3. Outbox Relay Worker

  • Runs in background goroutine
  • Polls every 1 second
  • Publishes events to NATS
  • Automatic retry (max 3 attempts)
  • Dead letter logging for failed events

Benefits

1. Guaranteed Delivery

  • Events are never lost
  • Even if NATS is down for hours, events will be published when it comes back up

2. Atomicity

  • Database write and event creation happen in the same transaction
  • No partial failures

3. Automatic Retry

  • Failed events are automatically retried
  • No manual intervention needed

4. Audit Trail

  • Complete history of all events in the database
  • Can query to see pending/failed events

5. Graceful Degradation

  • System continues to work even if message broker is down
  • Events are queued and published later

Trade-offs

Pros

  • Zero data loss - Events guaranteed to be published
  • Fault tolerance - Works even when NATS is down
  • Automatic retry - No manual recovery needed
  • Audit trail - Complete event history
  • Simple - ~200 lines of code

Cons

  • ⚠️ Eventual consistency - 1-2 second delay before events are published
  • ⚠️ Storage overhead - Outbox table grows over time (needs cleanup)
  • ⚠️ Complexity - One more component to manage

Implementation Details

Outbox Pattern Example

Monitoring & Operations

Query Pending Events

# MongoDB Shell
db.outbox_events.find({ published: false })

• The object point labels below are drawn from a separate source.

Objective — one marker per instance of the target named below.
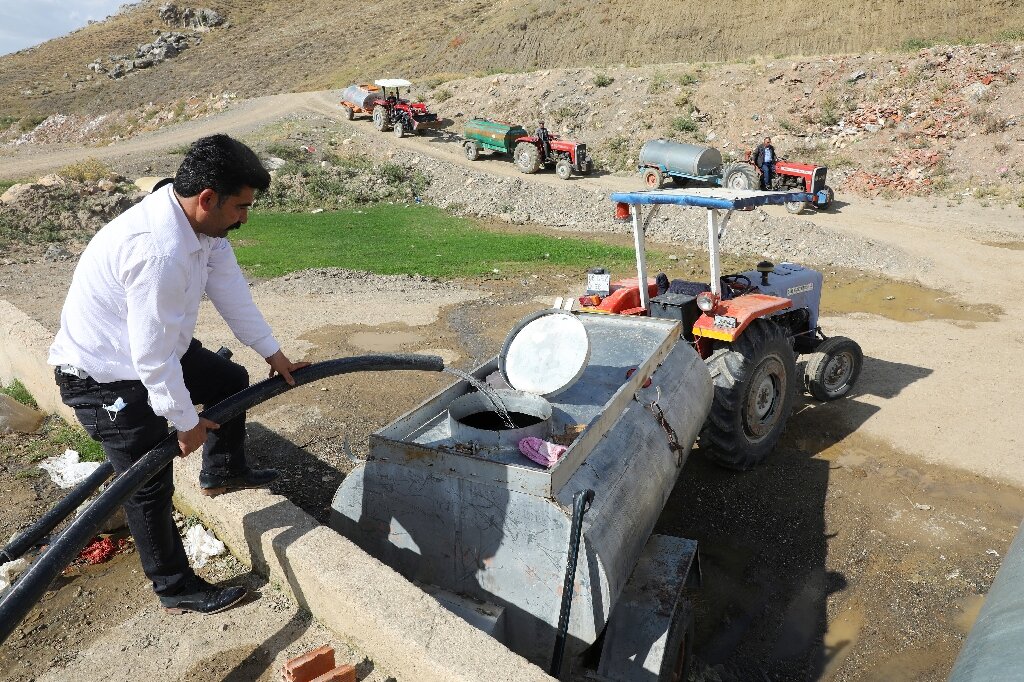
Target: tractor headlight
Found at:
(707, 301)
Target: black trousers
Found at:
(130, 433)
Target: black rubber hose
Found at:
(32, 585)
(581, 503)
(32, 536)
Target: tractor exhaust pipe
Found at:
(32, 585)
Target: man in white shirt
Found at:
(126, 360)
(764, 158)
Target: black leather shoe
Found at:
(212, 484)
(202, 597)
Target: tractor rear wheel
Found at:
(740, 176)
(381, 119)
(526, 158)
(755, 380)
(796, 208)
(652, 178)
(834, 367)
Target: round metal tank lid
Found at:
(545, 353)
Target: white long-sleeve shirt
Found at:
(133, 302)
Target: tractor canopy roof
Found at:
(712, 198)
(393, 83)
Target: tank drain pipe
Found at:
(32, 585)
(581, 503)
(33, 535)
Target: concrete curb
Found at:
(404, 631)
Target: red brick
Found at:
(339, 674)
(309, 666)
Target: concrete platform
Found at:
(401, 628)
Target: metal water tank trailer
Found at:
(681, 158)
(479, 520)
(360, 95)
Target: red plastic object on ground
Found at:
(101, 549)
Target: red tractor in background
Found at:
(566, 156)
(390, 112)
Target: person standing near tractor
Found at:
(544, 137)
(765, 158)
(126, 360)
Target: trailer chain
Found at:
(663, 421)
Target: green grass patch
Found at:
(58, 435)
(415, 240)
(17, 391)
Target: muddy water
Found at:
(385, 342)
(898, 300)
(1013, 246)
(840, 558)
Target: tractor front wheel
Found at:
(652, 178)
(829, 198)
(834, 367)
(526, 158)
(755, 380)
(740, 176)
(381, 119)
(796, 208)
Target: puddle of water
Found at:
(387, 342)
(967, 611)
(900, 301)
(1013, 246)
(842, 635)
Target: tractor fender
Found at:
(731, 316)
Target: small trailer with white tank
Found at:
(687, 164)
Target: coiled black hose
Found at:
(32, 536)
(32, 585)
(28, 538)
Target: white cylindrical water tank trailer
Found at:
(681, 158)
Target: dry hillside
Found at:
(272, 46)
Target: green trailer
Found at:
(493, 135)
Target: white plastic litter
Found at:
(9, 571)
(66, 470)
(201, 545)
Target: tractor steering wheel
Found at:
(737, 284)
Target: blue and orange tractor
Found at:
(750, 327)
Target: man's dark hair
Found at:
(222, 164)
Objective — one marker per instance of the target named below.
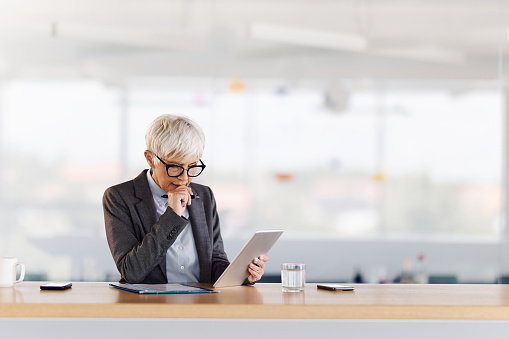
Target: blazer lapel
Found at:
(201, 237)
(147, 209)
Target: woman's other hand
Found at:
(255, 268)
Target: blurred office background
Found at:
(373, 132)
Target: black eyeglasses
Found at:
(177, 170)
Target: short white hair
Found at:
(175, 137)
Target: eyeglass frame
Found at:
(183, 169)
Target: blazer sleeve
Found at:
(136, 255)
(219, 258)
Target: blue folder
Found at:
(162, 288)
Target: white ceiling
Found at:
(117, 40)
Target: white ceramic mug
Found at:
(8, 272)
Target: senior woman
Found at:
(160, 226)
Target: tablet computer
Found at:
(259, 244)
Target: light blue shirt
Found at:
(181, 258)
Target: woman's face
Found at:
(161, 177)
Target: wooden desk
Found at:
(262, 301)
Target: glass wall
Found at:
(370, 160)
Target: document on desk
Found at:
(162, 288)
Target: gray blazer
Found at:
(138, 241)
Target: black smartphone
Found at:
(56, 286)
(335, 287)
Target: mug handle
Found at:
(22, 275)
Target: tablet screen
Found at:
(259, 244)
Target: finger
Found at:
(258, 271)
(259, 263)
(254, 275)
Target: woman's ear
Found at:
(148, 156)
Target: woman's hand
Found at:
(179, 198)
(255, 268)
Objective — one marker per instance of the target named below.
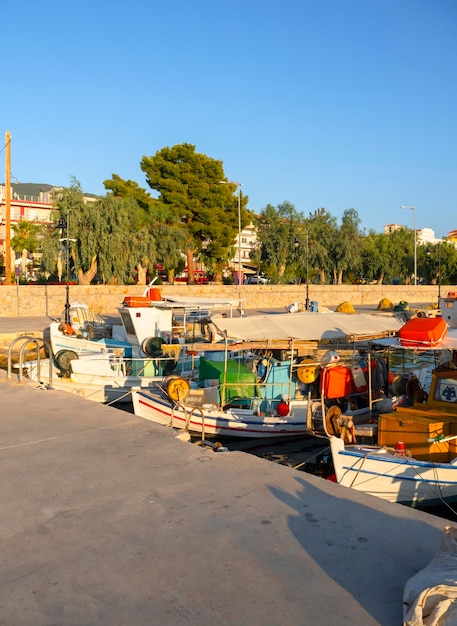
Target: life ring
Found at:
(308, 371)
(339, 426)
(176, 388)
(331, 421)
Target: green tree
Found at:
(375, 253)
(278, 230)
(345, 248)
(322, 229)
(188, 184)
(27, 236)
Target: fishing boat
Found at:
(263, 382)
(147, 322)
(102, 363)
(104, 377)
(414, 461)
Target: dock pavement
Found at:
(108, 519)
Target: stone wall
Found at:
(33, 300)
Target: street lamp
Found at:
(238, 185)
(413, 208)
(296, 244)
(439, 273)
(65, 225)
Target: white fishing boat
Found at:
(448, 308)
(147, 322)
(263, 384)
(415, 459)
(104, 377)
(102, 363)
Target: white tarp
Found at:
(307, 326)
(429, 597)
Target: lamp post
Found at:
(238, 185)
(65, 225)
(413, 208)
(439, 273)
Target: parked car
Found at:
(258, 279)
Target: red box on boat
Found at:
(336, 381)
(423, 332)
(136, 301)
(154, 293)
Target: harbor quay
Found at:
(111, 520)
(49, 300)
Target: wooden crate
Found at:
(415, 430)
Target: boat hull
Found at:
(394, 477)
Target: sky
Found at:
(321, 103)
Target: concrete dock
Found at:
(108, 520)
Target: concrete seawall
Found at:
(35, 300)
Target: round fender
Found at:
(63, 360)
(177, 388)
(152, 346)
(331, 421)
(308, 371)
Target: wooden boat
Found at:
(98, 362)
(448, 308)
(262, 384)
(415, 459)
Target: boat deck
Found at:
(112, 520)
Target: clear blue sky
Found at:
(324, 103)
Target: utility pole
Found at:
(8, 209)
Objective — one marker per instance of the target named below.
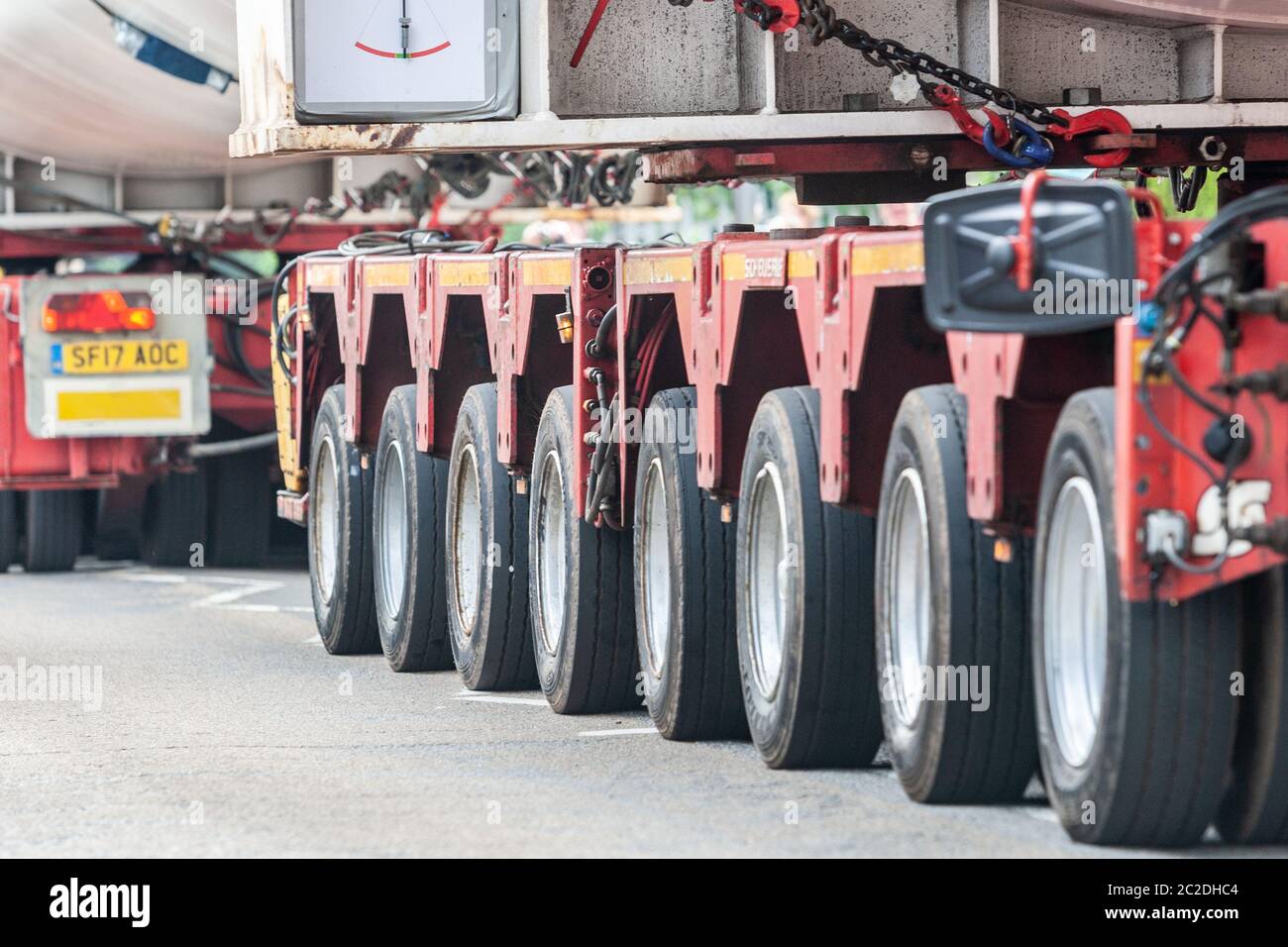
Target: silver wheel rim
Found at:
(656, 578)
(1076, 620)
(907, 591)
(552, 554)
(771, 579)
(391, 549)
(325, 509)
(468, 540)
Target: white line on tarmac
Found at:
(520, 701)
(231, 599)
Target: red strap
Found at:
(590, 33)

Query Failed Events (Dead Letters)

db.outbox_events.find({
    published: false,
    attempts: { $gte: 3 }
})

Cleanup Old Events

The system automatically deletes published events older than 7 days:
// Runs daily
outboxRepo.DeletePublished(ctx, 7)

Testing the Implementation

1. Normal Flow (NATS is Up)

# Register a user
curl -X POST http://localhost:8080/api/v1/auth/register \
  -d '{"email":"test@example.com","password":"pass123","name":"Test","roles":["buyer"]}'

# Check logs - you should see:
# INFO  user created and event saved to outbox
# INFO  event published successfully

2. Failure Scenario (NATS is Down)

# Stop NATS
docker stop go_nats

# Register a user (still works!)
curl -X POST http://localhost:8080/api/v1/auth/register \
  -d '{"email":"test2@example.com","password":"pass123","name":"Test2","roles":["buyer"]}'

# Check logs:
# INFO  user created and event saved to outbox  ✅
# ERROR failed to publish event (will retry)

# Start NATS
docker start go_nats

# Wait 1-2 seconds, check logs:
# INFO  event published successfully  ✅

When to Use Outbox Pattern

✅ Use It When:

  • Events are critical (user registration, payment, order)
  • You need guaranteed delivery
  • You can tolerate 1-2 second delay
  • You’re using a database with transaction support (MongoDB Replica Set)

❌ Skip It When:

  • Events are non-critical (page view, analytics)
  • You need real-time delivery (< 100ms)
  • You’re okay with occasional data loss
  • You don’t have transaction support

Future Enhancements

  1. Batch Publishing - Publish multiple events at once for better throughput
  2. Priority Queue - Critical events published first
  3. Exponential Backoff - Smarter retry strategy
  4. Metrics - Prometheus metrics for monitoring
  5. Admin UI - View and republish dead letters

Conclusion

The Transactional Outbox Pattern is a production-ready solution for guaranteed event delivery in distributed systems. It ensures that your B2B eCommerce platform maintains data consistency even during failures, providing a reliable foundation for event-driven architecture.